Todos guardan silencio; todos somos culpables, pero unos son más culpables que otros y es bueno que se sepa a la hora de exigir cuentas y de hacer balance.
¿Quién está denunciando en España la transformación de la democracia en una oligarquía, en la que ya no es el pueblo quien manda, sino las elites de los grandes partidos políticos dominantes? ¿Quién ha denunciado, por ejemplo, que el Estatut de Cataluña ha sido un torpedo letal lanzado desde el mismo gobierno sobre la linea de flotación de la democracia, que consagra la violación de la igualdad y la solidaridad garantizadas por la Constitución? ¿Alguién ha denunciado que los poderes básicos del Estado ya no son independientes ni autónomos en España, o que la sociedad civil española agoniza en estado de coma, o que las listas cerradas y bloqueadas han arrebatado al ciudadano su derecho a elegir libremente a sus representantes, sagrado en democracia y garantizado por la Constitución? ¿Alguién se ha rebelado cuando desde la Fiscalía del Estado se ha defendido la terrible tesis de que las leyes deben aplicarse de acuerdo con ciertos intereses que, por desgracia, suelen ser políticos?

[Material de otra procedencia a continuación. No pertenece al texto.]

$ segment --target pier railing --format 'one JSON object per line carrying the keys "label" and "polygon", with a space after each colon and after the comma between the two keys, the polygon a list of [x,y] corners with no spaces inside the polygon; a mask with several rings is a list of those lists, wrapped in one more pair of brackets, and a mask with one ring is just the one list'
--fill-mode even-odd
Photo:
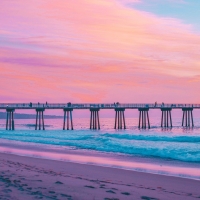
{"label": "pier railing", "polygon": [[137,109],[137,108],[150,108],[150,109],[160,109],[160,108],[200,108],[200,104],[134,104],[134,103],[1,103],[0,109],[14,108],[14,109],[63,109],[63,108],[73,108],[73,109],[90,109],[90,108],[100,108],[100,109],[115,109],[115,108],[126,108],[126,109]]}

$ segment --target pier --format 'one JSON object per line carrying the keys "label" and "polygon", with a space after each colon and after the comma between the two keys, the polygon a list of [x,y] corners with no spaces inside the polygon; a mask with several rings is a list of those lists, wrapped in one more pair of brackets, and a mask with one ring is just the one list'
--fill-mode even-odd
{"label": "pier", "polygon": [[183,112],[182,126],[186,128],[194,127],[193,110],[200,109],[200,104],[121,104],[121,103],[99,103],[99,104],[73,104],[69,103],[1,103],[0,110],[7,112],[6,130],[14,130],[14,112],[16,110],[35,110],[36,122],[35,130],[45,130],[44,112],[50,109],[62,109],[63,130],[73,130],[73,110],[89,110],[90,122],[88,126],[92,130],[100,129],[100,110],[110,109],[115,111],[114,129],[126,129],[125,110],[137,109],[139,115],[138,128],[150,129],[150,109],[161,111],[161,127],[172,128],[172,110],[181,109]]}

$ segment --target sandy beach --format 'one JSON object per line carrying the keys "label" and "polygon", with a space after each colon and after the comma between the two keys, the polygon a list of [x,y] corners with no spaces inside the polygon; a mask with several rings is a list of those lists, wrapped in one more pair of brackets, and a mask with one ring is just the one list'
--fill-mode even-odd
{"label": "sandy beach", "polygon": [[0,153],[0,199],[199,199],[200,181]]}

Ante los ojos de todos, el sistema ha sido cuidadosamente profanado y degradado. Los ciudadanos han sido apartados de los procesos de decisión. Los partidos políticos lo controlan todo y sus elites han sustituido al ciudadano como soberanos del sistema, desvirtuando la democracia y convirtiendola en una vulgar oligocracia de partidos. Sólo algunos luchadores solitarios, con medios ridículos, están denunciando la fechoría, pero sus gritos apenas tienen decibelios y no pueden ser oidos en una sociedad alienada, confundida y narcotizada desde el poder, que, además, es culpable de cobardía.
Todos guardan un silencio cómplice y cobarde y todos somos culpables, pero no todos en la misma medida ni con la misma intensidad.

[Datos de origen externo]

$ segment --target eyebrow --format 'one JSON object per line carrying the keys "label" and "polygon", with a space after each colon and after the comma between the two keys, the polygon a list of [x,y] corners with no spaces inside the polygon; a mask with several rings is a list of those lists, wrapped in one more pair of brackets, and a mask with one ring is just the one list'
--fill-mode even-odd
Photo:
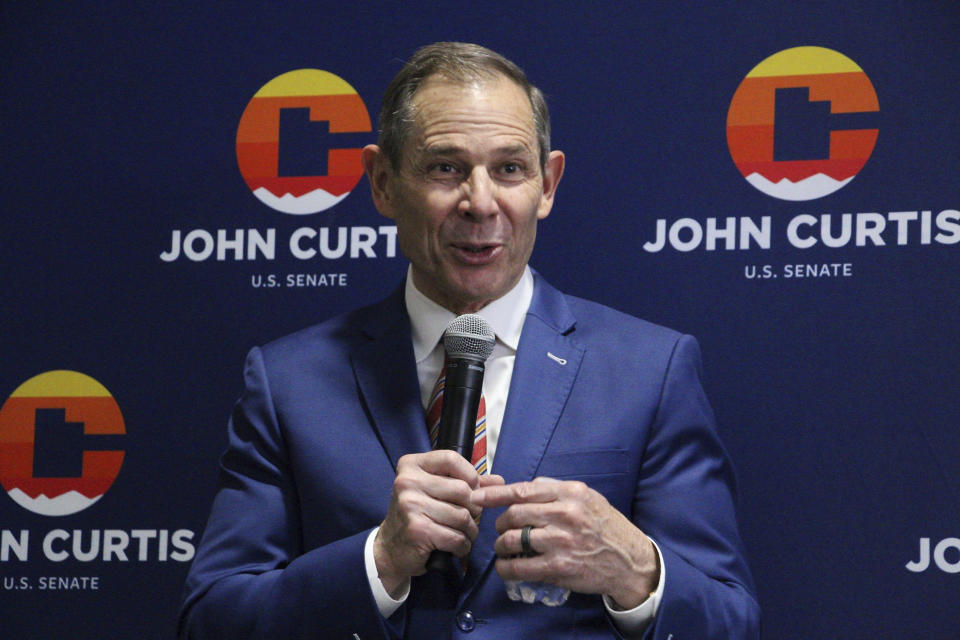
{"label": "eyebrow", "polygon": [[[424,155],[428,156],[455,156],[465,152],[467,152],[466,148],[456,145],[435,145],[426,147],[423,150]],[[520,156],[531,154],[533,150],[525,145],[516,144],[499,147],[494,149],[493,152],[498,156]]]}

La mayor cuota de culpabilidad y el vergonzoso puesto de cabeza en el "ranking" de la demolición democrática corresponde a los políticos, tanto a los que gobiernan como a los que son oposición porque, además de testigos mudos y ciegos, ellos han sido y son agentes y actores de la fechoría. Los grandes poderes y recursos del Estado están en sus manos y no sólo no han hecho nada por evitar la degradación del noble sistema democrático, sino que la han impulsado con sus propios actos, desde el poder político.

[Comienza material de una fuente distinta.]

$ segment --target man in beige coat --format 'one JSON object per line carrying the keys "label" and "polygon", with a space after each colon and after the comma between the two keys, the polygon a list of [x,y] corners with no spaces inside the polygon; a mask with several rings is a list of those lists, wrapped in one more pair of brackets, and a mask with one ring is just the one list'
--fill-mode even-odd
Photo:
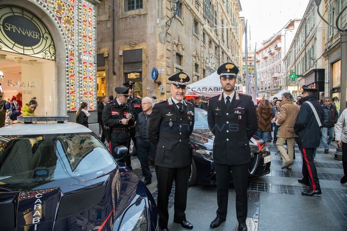
{"label": "man in beige coat", "polygon": [[[296,136],[294,127],[300,108],[294,103],[293,96],[289,92],[283,93],[282,99],[282,101],[280,103],[281,114],[276,121],[276,125],[279,126],[276,144],[284,162],[282,169],[291,170],[295,145],[294,137]],[[288,153],[283,147],[286,141]]]}

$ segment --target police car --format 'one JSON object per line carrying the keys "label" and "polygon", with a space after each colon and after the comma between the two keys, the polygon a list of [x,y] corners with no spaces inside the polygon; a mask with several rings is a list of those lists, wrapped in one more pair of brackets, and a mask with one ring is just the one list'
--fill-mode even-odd
{"label": "police car", "polygon": [[[67,119],[18,117],[0,128],[0,229],[157,230],[155,202],[141,180]],[[126,151],[118,147],[117,157]]]}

Le siguen en el ranking de la vergüenza tres colectivos a los que la democracia otorga un papel de vigilantes y custodios del sistema: los jueces y magistrados, los periodistas y la comunidad académica. Detrás de la política, la gran culpable, aparecen en la lista de la vergüenza el sistema judicial, el mundo mediático y la comunidad docente, especialmente la universitaria. Los jueces esán obligados a aplicar las leyes, mientras que periodistas y docentes tienen la misión de servir a la verdad, inyactando luz y criterio en el sistema. Unos y otros han incumplido sus deberes y han sido testigos y cómplices, cobardes y silenciosos, en la demolición de la democracia española.
En la sociedad civil existen instituciones que, por su importancia y responsabilidad, deberían haber sidos faros defensores de la democracia y de la verdad, pero que, vergonzosamente, han guardado silencio, quizás porque, atiborradas de subvenciones públicas, sus dirigentes viven una época dorada. Nos referimos, por ejemplo, a la patronal y a los sindicatos y a no pocas fundaciones, asociaciones y ONGs, que se han dejado comprar por el poder político a cambio de subvenciones sustanciosas.